I will echo what others have said: a better algorithm is going to win in terms of performance gains.
That said, I work in image processing, which as a problem domain can be stickier. For example, many years ago I had a chunk of code that looked like this:
void FlipBuffer(unsigned char *start, unsigned char *end)
{
unsigned char temp;
while (start <= end) {
temp = _bitRev[*start];
*start++ = _bitRev[*end];
*end-- = temp;
}
}
which rotates a 1-bit frame buffer 180 degrees. _bitRev is a 256 byte table of reversed bits. This code is about as tight as you can get it. It ran on an 8MHz 68K laser printer controller and took roughly 2.5 seconds for a legal sized piece of paper. To spare you the details, the customer couldn't bear 2.5 seconds. The solution was an identical algorithm to this. The difference was that
- I used a 128K table and operated on words instead of bytes (the 68K is much happier on words)

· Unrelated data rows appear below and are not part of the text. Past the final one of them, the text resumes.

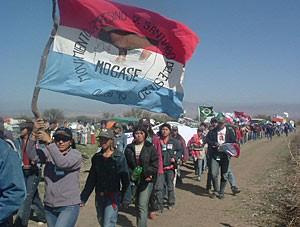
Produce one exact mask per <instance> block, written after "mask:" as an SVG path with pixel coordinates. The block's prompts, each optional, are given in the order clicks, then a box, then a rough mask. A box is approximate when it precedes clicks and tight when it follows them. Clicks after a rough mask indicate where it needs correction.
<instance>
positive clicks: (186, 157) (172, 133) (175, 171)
mask: <svg viewBox="0 0 300 227" xmlns="http://www.w3.org/2000/svg"><path fill="white" fill-rule="evenodd" d="M171 137H172V138H174V139H175V140H177V142H178V143H179V144H180V145H181V148H182V150H183V154H182V156H181V157H180V159H179V160H178V163H177V170H175V175H176V176H175V177H174V186H176V181H177V180H178V181H179V183H182V176H181V172H180V168H181V165H182V163H183V162H186V161H187V160H188V159H189V151H188V149H187V146H186V142H185V140H184V138H183V137H182V136H181V135H180V134H179V132H178V127H177V126H176V125H174V126H172V131H171Z"/></svg>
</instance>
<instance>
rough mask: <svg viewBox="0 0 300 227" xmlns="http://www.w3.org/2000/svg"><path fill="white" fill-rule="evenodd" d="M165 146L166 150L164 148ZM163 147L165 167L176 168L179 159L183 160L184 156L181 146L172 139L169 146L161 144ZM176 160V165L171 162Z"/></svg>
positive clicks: (168, 141) (163, 157)
mask: <svg viewBox="0 0 300 227" xmlns="http://www.w3.org/2000/svg"><path fill="white" fill-rule="evenodd" d="M163 146H165V148H164V147H163ZM161 147H162V156H163V165H164V168H165V167H169V166H171V165H174V167H175V166H176V163H177V161H178V160H179V159H181V157H182V155H183V148H182V146H181V145H180V144H179V142H178V141H177V140H176V139H174V138H172V137H170V138H169V141H168V143H167V144H161ZM172 158H174V159H175V163H172V162H171V159H172Z"/></svg>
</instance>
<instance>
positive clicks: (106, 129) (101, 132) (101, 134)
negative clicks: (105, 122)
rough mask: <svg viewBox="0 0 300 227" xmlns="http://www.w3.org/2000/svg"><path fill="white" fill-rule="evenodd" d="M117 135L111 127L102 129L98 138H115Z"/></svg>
mask: <svg viewBox="0 0 300 227" xmlns="http://www.w3.org/2000/svg"><path fill="white" fill-rule="evenodd" d="M114 137H115V135H114V132H113V131H112V130H111V129H107V128H105V129H102V131H101V132H100V133H99V136H97V138H107V139H113V138H114Z"/></svg>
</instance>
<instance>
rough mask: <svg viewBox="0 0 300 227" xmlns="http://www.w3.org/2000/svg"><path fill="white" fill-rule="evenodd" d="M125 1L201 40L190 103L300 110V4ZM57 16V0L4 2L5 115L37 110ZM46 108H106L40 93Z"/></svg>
mask: <svg viewBox="0 0 300 227" xmlns="http://www.w3.org/2000/svg"><path fill="white" fill-rule="evenodd" d="M118 2H122V3H126V4H130V5H134V6H138V7H142V8H146V9H149V10H152V11H156V12H158V13H160V14H162V15H164V16H167V17H169V18H172V19H175V20H177V21H180V22H182V23H184V24H186V25H187V26H188V27H190V28H191V29H192V30H193V31H194V32H195V33H196V34H197V35H198V36H199V37H200V43H199V45H198V47H197V49H196V51H195V53H194V55H193V57H192V59H191V60H190V61H189V62H188V63H187V65H186V72H185V78H184V90H185V97H184V101H187V102H194V103H197V104H206V105H217V104H220V103H223V104H224V103H225V104H226V103H228V104H243V105H245V104H249V105H255V104H263V103H269V104H270V103H272V104H274V105H276V104H296V105H299V104H300V89H299V86H300V14H299V12H300V1H298V0H289V1H286V0H243V1H242V0H185V1H182V0H164V1H161V0H151V1H149V0H119V1H118ZM51 10H52V4H51V0H42V1H41V0H26V1H24V0H10V1H3V2H2V3H1V9H0V26H1V35H0V47H1V49H0V50H1V55H0V68H1V71H0V72H1V74H0V75H1V83H0V97H1V99H0V107H1V108H0V113H6V112H11V111H13V110H25V111H28V112H29V111H30V103H31V99H32V93H33V89H34V86H35V82H36V77H37V74H38V68H39V64H40V58H41V55H42V51H43V48H44V46H45V44H46V42H47V40H48V37H49V35H50V31H51V28H52V19H51ZM39 106H40V107H41V108H47V107H48V108H49V107H51V108H52V107H64V108H70V109H72V108H74V106H76V107H79V109H80V108H82V109H85V108H89V106H94V107H95V106H96V107H97V108H98V107H99V108H101V106H103V104H102V103H101V102H97V101H90V100H87V99H84V98H80V97H71V96H67V95H63V94H58V93H54V92H50V91H46V90H41V93H40V96H39ZM104 106H105V105H104ZM106 106H109V105H108V104H107V105H106Z"/></svg>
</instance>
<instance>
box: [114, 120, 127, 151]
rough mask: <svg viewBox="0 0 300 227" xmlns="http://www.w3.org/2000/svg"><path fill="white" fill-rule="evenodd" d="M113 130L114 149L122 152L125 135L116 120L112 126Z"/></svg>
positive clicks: (121, 128) (125, 139) (124, 145)
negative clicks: (115, 147)
mask: <svg viewBox="0 0 300 227" xmlns="http://www.w3.org/2000/svg"><path fill="white" fill-rule="evenodd" d="M113 132H114V140H115V141H114V144H115V146H116V149H117V150H118V151H119V152H122V153H124V150H125V147H126V145H127V136H126V135H125V134H124V132H123V128H122V125H121V124H120V123H118V122H116V123H115V124H114V126H113Z"/></svg>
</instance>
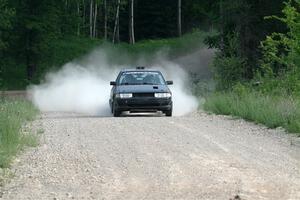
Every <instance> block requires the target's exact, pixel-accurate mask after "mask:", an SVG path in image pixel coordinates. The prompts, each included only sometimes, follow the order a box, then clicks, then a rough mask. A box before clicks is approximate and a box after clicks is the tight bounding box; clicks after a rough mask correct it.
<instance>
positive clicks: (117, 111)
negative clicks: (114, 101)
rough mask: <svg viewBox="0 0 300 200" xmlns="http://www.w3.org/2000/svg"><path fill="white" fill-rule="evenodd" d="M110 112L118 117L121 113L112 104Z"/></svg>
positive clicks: (116, 116)
mask: <svg viewBox="0 0 300 200" xmlns="http://www.w3.org/2000/svg"><path fill="white" fill-rule="evenodd" d="M112 113H113V115H114V117H120V115H121V111H119V110H118V109H116V106H115V105H114V104H113V107H112Z"/></svg>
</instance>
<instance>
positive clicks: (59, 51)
mask: <svg viewBox="0 0 300 200" xmlns="http://www.w3.org/2000/svg"><path fill="white" fill-rule="evenodd" d="M0 9H1V12H0V56H1V59H0V66H1V68H0V73H1V76H0V77H1V78H0V88H2V89H3V90H7V89H14V90H16V89H24V88H26V86H27V85H29V84H30V83H38V82H39V80H40V78H41V76H42V75H43V74H44V73H45V72H46V71H47V70H49V68H50V67H52V66H59V65H61V64H63V63H66V62H68V61H70V60H72V59H74V58H76V57H78V56H80V55H83V54H85V53H87V52H88V51H89V50H91V49H93V48H95V47H96V46H98V45H100V44H103V43H110V44H112V45H116V46H118V47H120V46H121V47H122V46H124V45H128V46H126V48H133V49H134V48H137V49H136V50H135V51H139V50H140V48H147V47H149V46H150V47H149V48H150V49H151V45H153V41H160V40H161V41H164V42H163V44H162V45H169V41H172V42H173V43H174V41H177V40H178V41H181V44H182V43H184V41H185V39H186V40H187V42H186V45H180V46H179V47H178V48H181V51H179V52H184V51H185V50H186V49H188V48H189V45H191V44H192V43H193V42H188V41H190V40H189V37H192V39H195V40H197V38H196V36H198V35H199V37H200V36H201V37H204V36H203V35H205V38H201V40H202V39H203V42H204V43H205V45H207V47H208V48H213V49H216V51H217V53H216V55H215V58H214V61H213V63H212V71H213V74H214V80H215V89H214V91H213V92H212V94H210V95H209V96H208V97H207V99H206V103H205V105H204V109H207V110H209V111H213V112H215V113H220V114H231V115H237V116H241V117H243V118H246V119H249V120H254V121H256V122H259V123H264V124H267V125H268V126H269V127H278V126H283V127H285V128H287V129H288V130H290V131H292V132H293V131H298V130H299V129H300V122H299V121H300V120H299V119H300V105H299V97H300V13H299V11H300V1H299V0H287V1H282V0H273V1H262V0H215V1H204V0H176V1H175V0H164V1H158V0H147V1H142V0H73V1H71V0H30V1H29V0H18V1H17V0H9V1H8V0H0ZM199 32H201V33H205V34H195V33H199ZM180 38H185V39H184V40H180ZM148 41H152V42H148ZM141 42H143V44H144V45H142V47H141V46H139V45H138V44H139V43H141ZM175 43H176V42H175ZM175 46H176V45H175ZM176 48H177V47H176ZM193 82H194V83H195V84H196V85H197V84H198V85H199V84H201V80H193ZM249 95H251V96H250V97H249ZM258 97H261V98H258ZM249 99H251V100H253V101H251V102H248V101H250V100H249ZM258 99H259V100H260V101H259V102H257V101H258ZM246 100H247V102H246ZM282 104H284V105H282ZM237 105H240V107H239V108H237V107H235V106H237ZM287 105H289V106H287ZM245 106H246V107H247V108H245ZM249 106H250V107H249ZM251 106H252V107H251ZM257 106H259V107H264V109H267V108H266V107H270V108H269V110H263V109H261V110H260V111H257V110H256V111H255V112H253V108H255V107H257ZM274 106H275V107H276V108H278V109H275V111H274V109H272V108H274ZM235 108H236V109H235ZM243 108H245V109H243ZM270 110H273V111H272V112H276V113H275V114H274V113H273V114H272V113H268V112H271V111H270ZM261 112H264V113H261ZM266 113H267V114H266ZM270 115H271V116H274V119H273V118H272V119H270V117H269V116H270ZM270 120H271V121H270ZM272 120H273V121H272Z"/></svg>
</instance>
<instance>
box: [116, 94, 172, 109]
mask: <svg viewBox="0 0 300 200" xmlns="http://www.w3.org/2000/svg"><path fill="white" fill-rule="evenodd" d="M114 105H115V106H116V107H115V108H116V109H117V110H118V111H136V112H139V111H140V112H142V111H169V110H171V109H172V105H173V102H172V98H154V97H147V98H146V97H140V98H138V97H133V98H128V99H121V98H117V99H115V104H114Z"/></svg>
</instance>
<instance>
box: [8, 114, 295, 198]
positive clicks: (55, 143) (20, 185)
mask: <svg viewBox="0 0 300 200" xmlns="http://www.w3.org/2000/svg"><path fill="white" fill-rule="evenodd" d="M37 122H38V123H41V125H42V126H43V129H44V131H45V132H44V133H43V134H42V137H41V144H40V146H39V147H37V148H33V149H29V150H27V151H26V152H25V153H23V154H22V155H21V156H19V157H18V159H17V160H16V162H15V163H14V167H13V169H12V170H13V171H14V173H15V176H14V177H13V178H12V180H11V181H10V183H8V184H7V185H6V186H5V187H4V188H2V191H3V192H2V199H34V200H35V199H52V200H54V199H126V200H127V199H188V200H192V199H222V200H224V199H225V200H229V199H243V200H244V199H249V200H250V199H251V200H252V199H256V200H257V199H272V200H275V199H280V200H283V199H300V139H299V138H297V137H295V136H293V135H288V134H285V133H284V132H283V131H282V130H269V129H266V128H264V127H262V126H257V125H254V124H251V123H248V122H244V121H243V120H232V119H231V118H228V117H223V116H215V115H207V114H204V113H194V114H192V115H189V116H185V117H172V118H166V117H153V116H152V117H147V116H143V117H123V118H112V117H92V116H83V115H78V114H72V113H44V114H42V116H41V119H39V120H38V121H37Z"/></svg>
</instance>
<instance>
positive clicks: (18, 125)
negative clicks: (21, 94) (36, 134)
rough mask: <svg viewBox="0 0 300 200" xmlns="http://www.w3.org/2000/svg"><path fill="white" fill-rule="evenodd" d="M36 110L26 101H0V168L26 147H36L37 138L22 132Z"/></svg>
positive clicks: (28, 132)
mask: <svg viewBox="0 0 300 200" xmlns="http://www.w3.org/2000/svg"><path fill="white" fill-rule="evenodd" d="M37 114H38V110H37V109H36V108H35V107H34V106H33V105H32V104H31V103H30V102H29V101H27V100H21V99H3V98H2V99H0V168H7V167H9V165H10V162H11V159H12V158H13V156H15V155H16V154H17V153H18V152H19V151H20V150H22V149H23V148H24V147H26V146H36V145H37V143H38V140H37V137H36V136H35V135H33V134H31V133H30V130H25V133H23V132H24V131H23V132H22V130H23V129H24V125H25V123H26V122H27V121H32V120H34V119H35V117H36V115H37Z"/></svg>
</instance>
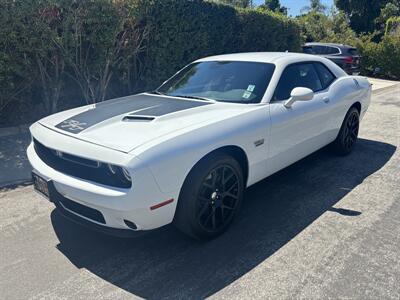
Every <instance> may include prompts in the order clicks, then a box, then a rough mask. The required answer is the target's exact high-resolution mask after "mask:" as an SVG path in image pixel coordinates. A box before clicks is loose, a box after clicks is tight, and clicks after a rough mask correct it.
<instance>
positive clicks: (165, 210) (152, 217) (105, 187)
mask: <svg viewBox="0 0 400 300" xmlns="http://www.w3.org/2000/svg"><path fill="white" fill-rule="evenodd" d="M50 135H51V133H50ZM35 138H37V136H35ZM50 141H51V139H50ZM40 142H41V143H44V144H46V142H47V141H44V140H40ZM63 142H64V141H63ZM65 143H67V144H68V143H69V144H70V148H73V146H72V147H71V139H70V138H68V137H65ZM50 145H53V143H51V144H50ZM50 145H49V143H48V145H46V146H50ZM89 145H90V147H93V145H91V144H89ZM59 146H60V145H59V144H57V147H59ZM79 146H80V148H82V147H84V145H83V144H80V145H79ZM60 148H61V149H60V150H64V149H62V148H63V147H62V145H61V147H60ZM104 149H105V151H107V152H108V153H107V155H108V156H109V157H110V159H109V160H110V161H109V162H110V163H113V162H116V161H119V162H120V161H126V162H127V161H129V164H130V165H129V168H130V170H131V171H132V174H134V175H133V185H132V187H131V188H130V189H124V188H117V187H110V186H105V185H102V184H99V183H95V182H91V181H88V180H84V179H81V178H76V177H73V176H69V175H66V174H63V173H61V172H59V171H57V170H55V169H52V168H51V167H50V166H48V165H46V164H45V163H44V162H43V161H42V160H41V159H40V157H39V156H38V155H37V153H36V152H35V149H34V146H33V143H31V145H29V147H28V149H27V155H28V159H29V162H30V163H31V165H32V167H33V169H34V171H35V172H36V173H37V174H38V175H40V176H42V177H44V178H47V179H49V182H51V186H52V188H53V189H54V192H53V195H56V196H53V197H52V198H53V199H51V200H52V201H53V202H54V203H55V204H56V206H58V207H59V208H60V211H61V212H64V215H65V214H66V215H69V216H71V215H73V216H74V219H75V220H76V219H79V220H80V221H81V222H80V223H88V222H89V223H90V224H91V225H92V227H97V228H100V229H102V230H101V231H108V230H107V228H109V229H110V231H114V230H120V229H122V230H128V231H133V230H132V229H131V227H132V226H131V227H130V226H128V225H127V223H126V221H129V222H131V223H134V224H135V225H136V227H137V228H136V230H149V229H154V228H158V227H161V226H163V225H166V224H168V223H171V222H172V220H173V217H174V213H175V208H176V200H175V199H177V196H178V192H177V193H169V194H165V193H163V192H161V191H160V189H159V187H158V185H157V183H156V181H155V179H154V177H153V175H152V174H151V172H150V171H149V170H148V168H147V167H146V166H144V165H143V164H141V162H140V161H139V160H138V159H137V158H135V157H133V156H129V155H128V154H123V153H119V152H117V151H115V153H114V154H113V155H111V156H110V150H109V149H106V148H104ZM104 149H103V147H101V146H97V147H96V149H94V150H95V155H97V156H102V151H104ZM57 150H58V149H57ZM64 151H65V150H64ZM114 157H115V158H114ZM112 159H114V160H115V161H112ZM54 197H55V198H54ZM63 199H65V200H64V201H71V202H72V203H76V204H78V205H82V206H84V207H88V208H90V209H93V210H96V211H98V212H100V213H101V215H102V216H103V218H104V222H99V221H98V220H96V219H93V218H88V217H87V216H84V215H83V214H80V213H79V212H76V211H73V210H71V209H68V208H67V207H66V206H65V205H63V201H62V200H63ZM168 199H174V201H173V202H172V203H170V204H168V205H166V206H163V207H160V208H159V209H156V210H152V209H151V207H152V206H154V205H156V204H158V203H160V202H163V201H165V200H168ZM118 235H119V234H118Z"/></svg>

- I used Duff's device to unroll the loop as much as would fit within a short branch
- I put in an optimization to skip blank words
- I finally rewrote it in assembly to take advantage of the sobgtr instruction (subtract one and branch on greater) and have "free" post increment and pre-decrements in the right places.
So 5x: no algorithm change.
The point is that you also need to understand your problem domain and what bottlenecks means. In image processing, algorithm is still king, but if your loops are doing extra work, multiply that work by several million and that's the price you pay.